A small Buddy pipeline that ships every push to main and forwards a structured deployment event to a DORA collector — separately on success and on failure. That single hook is usually all you need to compute deployment frequency and change failure rate; joining the commit field to your incident tracker takes care of lead time and MTTR.

# .buddy/buddy.yml - record a DORA event on every production deploy
- pipeline: "deploy-production"
  trigger: "ON_EVERY_PUSH"
  refs:
    - "refs/heads/main"
  variables:
    - key: "SERVICE"
      value: "checkout-api"
    - key: "DORA_ENDPOINT"
      value: "https://metrics.example.com/dora"
  actions:
    - action: "Build & deploy"
      type: "BUILD"
      docker_image_name: "node"
      docker_image_tag: "20"
      execute_commands:
        - "npm ci"
        - "npm run build"
        - "./scripts/deploy.sh"

    - action: "Record deployment (success)"
      type: "HTTP_REQUEST"
      method: "POST"
      url: "${DORA_ENDPOINT}/deployments"
      content_type: "application/json"
      body: |
        {
          "service":  "${SERVICE}",
          "commit":   "${BUDDY_EXECUTION_REVISION}",
          "started":  "${BUDDY_EXECUTION_START_DATE}",
          "finished": "${BUDDY_EXECUTION_FINISH_DATE}",
          "outcome":  "success"
        }
      trigger_conditions:
        - condition: "ON_PREVIOUS_ACTION_SUCCESS"
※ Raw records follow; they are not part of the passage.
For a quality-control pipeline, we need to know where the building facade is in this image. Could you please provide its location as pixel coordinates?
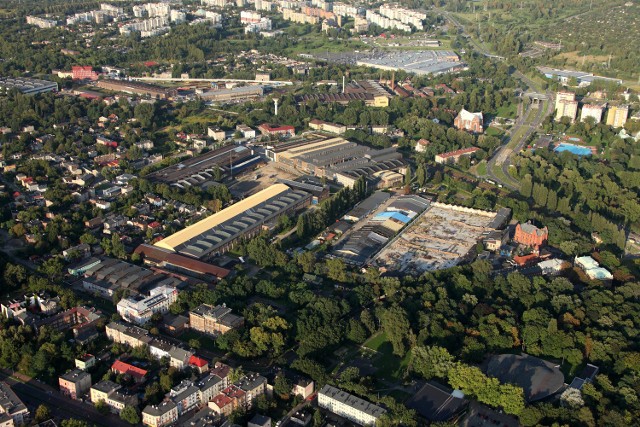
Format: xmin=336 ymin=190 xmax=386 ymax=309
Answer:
xmin=453 ymin=108 xmax=484 ymax=133
xmin=513 ymin=222 xmax=549 ymax=251
xmin=318 ymin=384 xmax=387 ymax=426
xmin=189 ymin=304 xmax=244 ymax=335
xmin=58 ymin=368 xmax=91 ymax=400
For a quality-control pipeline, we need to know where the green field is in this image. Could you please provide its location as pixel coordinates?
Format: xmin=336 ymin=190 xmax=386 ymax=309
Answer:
xmin=364 ymin=332 xmax=410 ymax=381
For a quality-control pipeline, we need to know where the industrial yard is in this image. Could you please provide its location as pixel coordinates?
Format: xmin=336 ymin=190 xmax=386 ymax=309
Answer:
xmin=375 ymin=203 xmax=502 ymax=275
xmin=357 ymin=50 xmax=466 ymax=75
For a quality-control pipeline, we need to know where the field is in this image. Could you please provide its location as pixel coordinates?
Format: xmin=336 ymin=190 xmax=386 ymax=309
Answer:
xmin=364 ymin=332 xmax=410 ymax=381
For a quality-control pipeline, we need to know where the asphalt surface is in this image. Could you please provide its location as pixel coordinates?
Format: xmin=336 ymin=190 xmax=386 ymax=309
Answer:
xmin=440 ymin=10 xmax=555 ymax=190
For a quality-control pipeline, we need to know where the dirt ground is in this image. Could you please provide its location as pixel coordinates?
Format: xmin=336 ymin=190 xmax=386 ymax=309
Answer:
xmin=229 ymin=162 xmax=298 ymax=197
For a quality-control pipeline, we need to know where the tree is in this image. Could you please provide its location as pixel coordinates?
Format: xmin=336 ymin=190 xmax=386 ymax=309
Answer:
xmin=95 ymin=399 xmax=109 ymax=415
xmin=380 ymin=305 xmax=410 ymax=357
xmin=273 ymin=374 xmax=293 ymax=400
xmin=411 ymin=346 xmax=453 ymax=379
xmin=120 ymin=405 xmax=140 ymax=425
xmin=35 ymin=405 xmax=51 ymax=423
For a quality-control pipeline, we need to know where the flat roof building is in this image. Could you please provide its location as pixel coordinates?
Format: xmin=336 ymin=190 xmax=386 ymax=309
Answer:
xmin=0 ymin=382 xmax=29 ymax=426
xmin=97 ymin=79 xmax=177 ymax=99
xmin=318 ymin=384 xmax=387 ymax=426
xmin=155 ymin=184 xmax=311 ymax=259
xmin=0 ymin=77 xmax=58 ymax=95
xmin=189 ymin=304 xmax=244 ymax=335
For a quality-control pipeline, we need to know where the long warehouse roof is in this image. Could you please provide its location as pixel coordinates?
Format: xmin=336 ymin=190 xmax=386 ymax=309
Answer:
xmin=156 ymin=184 xmax=289 ymax=251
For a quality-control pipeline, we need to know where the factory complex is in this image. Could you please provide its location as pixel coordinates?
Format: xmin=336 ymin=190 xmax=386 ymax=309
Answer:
xmin=374 ymin=202 xmax=511 ymax=275
xmin=148 ymin=145 xmax=262 ymax=188
xmin=357 ymin=50 xmax=467 ymax=75
xmin=266 ymin=134 xmax=406 ymax=188
xmin=155 ymin=184 xmax=312 ymax=259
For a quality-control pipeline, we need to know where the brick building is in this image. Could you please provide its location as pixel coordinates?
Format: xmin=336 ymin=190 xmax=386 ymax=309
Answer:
xmin=513 ymin=222 xmax=549 ymax=252
xmin=453 ymin=108 xmax=484 ymax=133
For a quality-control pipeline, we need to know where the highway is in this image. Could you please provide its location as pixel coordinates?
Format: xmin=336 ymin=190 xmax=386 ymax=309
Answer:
xmin=440 ymin=10 xmax=555 ymax=190
xmin=0 ymin=370 xmax=130 ymax=427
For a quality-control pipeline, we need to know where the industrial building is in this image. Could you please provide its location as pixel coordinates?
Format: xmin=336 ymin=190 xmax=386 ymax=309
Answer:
xmin=356 ymin=50 xmax=467 ymax=75
xmin=332 ymin=192 xmax=429 ymax=265
xmin=0 ymin=77 xmax=58 ymax=95
xmin=375 ymin=202 xmax=509 ymax=275
xmin=266 ymin=136 xmax=406 ymax=186
xmin=156 ymin=184 xmax=311 ymax=259
xmin=134 ymin=243 xmax=231 ymax=282
xmin=296 ymin=80 xmax=392 ymax=107
xmin=81 ymin=258 xmax=185 ymax=298
xmin=318 ymin=384 xmax=387 ymax=426
xmin=198 ymin=86 xmax=264 ymax=102
xmin=147 ymin=145 xmax=262 ymax=188
xmin=97 ymin=79 xmax=177 ymax=99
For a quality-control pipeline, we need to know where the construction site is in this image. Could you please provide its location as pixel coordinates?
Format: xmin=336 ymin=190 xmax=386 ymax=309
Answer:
xmin=374 ymin=202 xmax=508 ymax=275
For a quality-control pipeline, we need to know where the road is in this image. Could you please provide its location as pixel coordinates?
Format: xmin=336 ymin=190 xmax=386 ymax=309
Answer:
xmin=441 ymin=10 xmax=555 ymax=190
xmin=0 ymin=370 xmax=130 ymax=427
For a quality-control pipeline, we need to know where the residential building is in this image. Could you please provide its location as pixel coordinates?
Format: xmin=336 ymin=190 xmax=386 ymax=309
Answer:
xmin=318 ymin=384 xmax=387 ymax=426
xmin=169 ymin=347 xmax=193 ymax=369
xmin=435 ymin=147 xmax=480 ymax=164
xmin=155 ymin=184 xmax=311 ymax=259
xmin=513 ymin=222 xmax=549 ymax=252
xmin=196 ymin=374 xmax=229 ymax=404
xmin=235 ymin=374 xmax=267 ymax=409
xmin=580 ymin=104 xmax=604 ymax=124
xmin=556 ymin=92 xmax=578 ymax=123
xmin=71 ymin=65 xmax=98 ymax=80
xmin=309 ymin=119 xmax=347 ymax=135
xmin=0 ymin=381 xmax=29 ymax=427
xmin=258 ymin=123 xmax=296 ymax=136
xmin=236 ymin=125 xmax=256 ymax=139
xmin=142 ymin=400 xmax=178 ymax=427
xmin=189 ymin=304 xmax=244 ymax=335
xmin=27 ymin=15 xmax=58 ymax=28
xmin=111 ymin=360 xmax=147 ymax=383
xmin=291 ymin=378 xmax=315 ymax=399
xmin=189 ymin=354 xmax=209 ymax=374
xmin=169 ymin=380 xmax=200 ymax=416
xmin=76 ymin=353 xmax=96 ymax=371
xmin=574 ymin=255 xmax=613 ymax=281
xmin=607 ymin=105 xmax=629 ymax=128
xmin=117 ymin=286 xmax=178 ymax=325
xmin=58 ymin=368 xmax=91 ymax=400
xmin=0 ymin=77 xmax=58 ymax=95
xmin=453 ymin=108 xmax=484 ymax=133
xmin=207 ymin=127 xmax=227 ymax=141
xmin=90 ymin=380 xmax=122 ymax=405
xmin=415 ymin=138 xmax=431 ymax=153
xmin=247 ymin=414 xmax=271 ymax=427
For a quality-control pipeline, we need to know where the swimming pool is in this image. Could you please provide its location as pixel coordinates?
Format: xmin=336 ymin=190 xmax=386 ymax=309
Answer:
xmin=553 ymin=142 xmax=593 ymax=156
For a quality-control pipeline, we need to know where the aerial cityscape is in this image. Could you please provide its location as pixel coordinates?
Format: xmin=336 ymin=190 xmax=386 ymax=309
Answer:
xmin=0 ymin=0 xmax=640 ymax=427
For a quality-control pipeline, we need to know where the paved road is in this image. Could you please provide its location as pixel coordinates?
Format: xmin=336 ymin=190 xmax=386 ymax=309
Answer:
xmin=441 ymin=11 xmax=555 ymax=190
xmin=0 ymin=371 xmax=130 ymax=427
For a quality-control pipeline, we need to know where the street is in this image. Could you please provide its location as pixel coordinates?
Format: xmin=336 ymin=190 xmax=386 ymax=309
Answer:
xmin=0 ymin=370 xmax=129 ymax=427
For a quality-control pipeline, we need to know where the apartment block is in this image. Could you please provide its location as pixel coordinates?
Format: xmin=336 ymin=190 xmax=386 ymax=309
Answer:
xmin=58 ymin=368 xmax=91 ymax=400
xmin=189 ymin=304 xmax=244 ymax=335
xmin=318 ymin=384 xmax=387 ymax=426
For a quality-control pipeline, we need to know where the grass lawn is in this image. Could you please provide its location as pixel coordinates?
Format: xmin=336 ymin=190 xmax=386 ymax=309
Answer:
xmin=484 ymin=127 xmax=504 ymax=138
xmin=496 ymin=103 xmax=518 ymax=120
xmin=364 ymin=332 xmax=410 ymax=381
xmin=476 ymin=160 xmax=487 ymax=176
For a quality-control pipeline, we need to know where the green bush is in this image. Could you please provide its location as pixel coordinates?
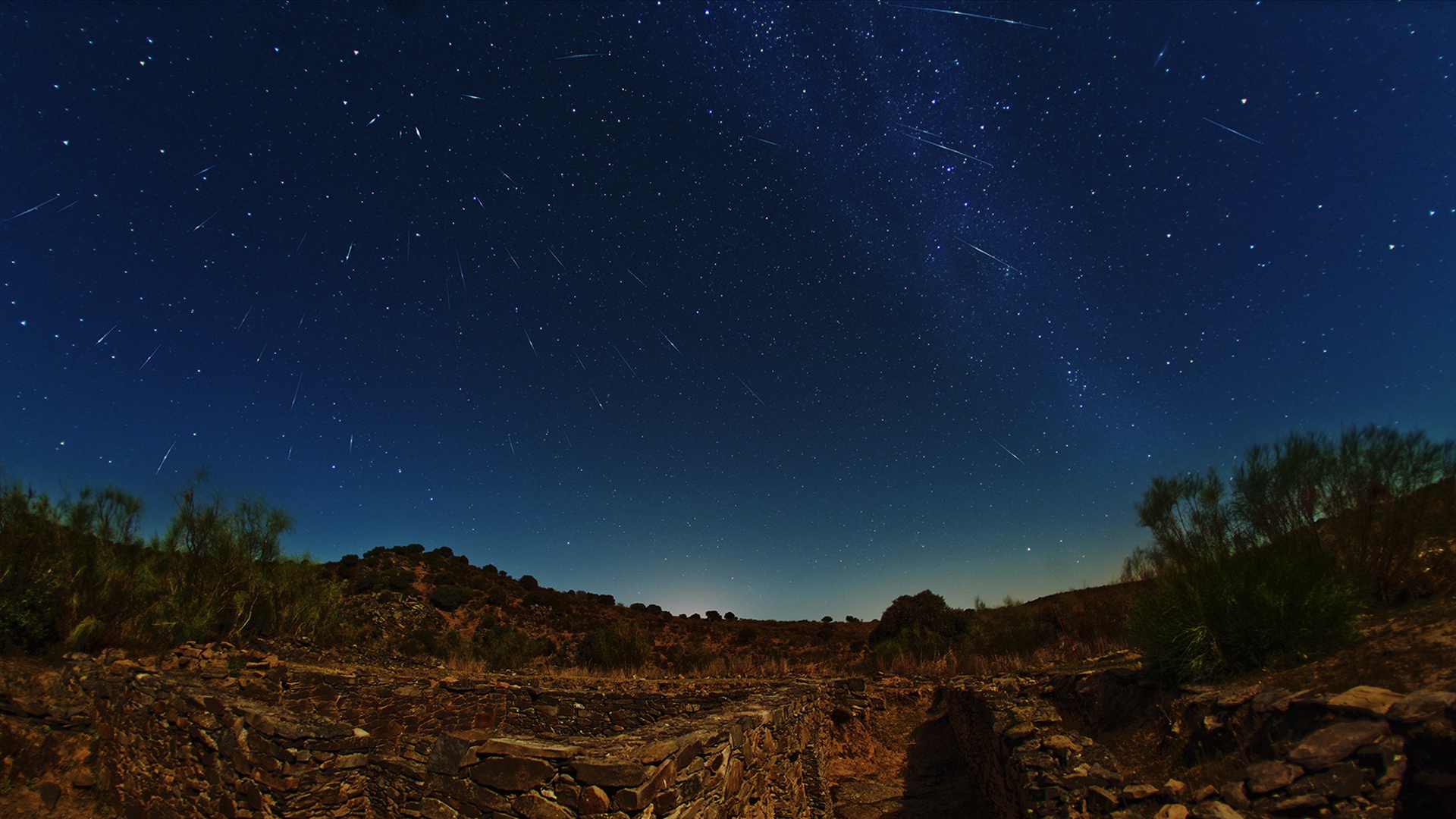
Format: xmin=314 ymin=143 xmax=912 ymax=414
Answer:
xmin=472 ymin=623 xmax=556 ymax=670
xmin=576 ymin=623 xmax=652 ymax=670
xmin=1128 ymin=541 xmax=1358 ymax=682
xmin=429 ymin=586 xmax=475 ymax=612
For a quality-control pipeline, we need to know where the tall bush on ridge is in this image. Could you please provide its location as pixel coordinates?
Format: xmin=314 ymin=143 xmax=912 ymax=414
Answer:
xmin=1122 ymin=425 xmax=1456 ymax=679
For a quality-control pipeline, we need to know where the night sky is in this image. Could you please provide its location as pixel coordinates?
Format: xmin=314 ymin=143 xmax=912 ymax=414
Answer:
xmin=0 ymin=2 xmax=1456 ymax=618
    - action: "Record deployment (failure)"
      type: "HTTP_REQUEST"
      method: "POST"
      url: "${DORA_ENDPOINT}/failures"
      content_type: "application/json"
      body: |
        {
          "service": "${SERVICE}",
          "commit":  "${BUDDY_EXECUTION_REVISION}",
          "ts":      "${BUDDY_EXECUTION_START_DATE}",
          "reason":  "pipeline_failed"
        }
      trigger_conditions:
        - condition: "ON_PREVIOUS_ACTION_FAILURE"

From there your incident tracker closes the loop. When a responder marks an incident as "caused by deploy <commit>" and later resolves it, you have everything needed for change failure rate and MTTR — without instrumenting application code. The four keys become a side-effect of how the pipeline already runs, not a separate project no one has time to build.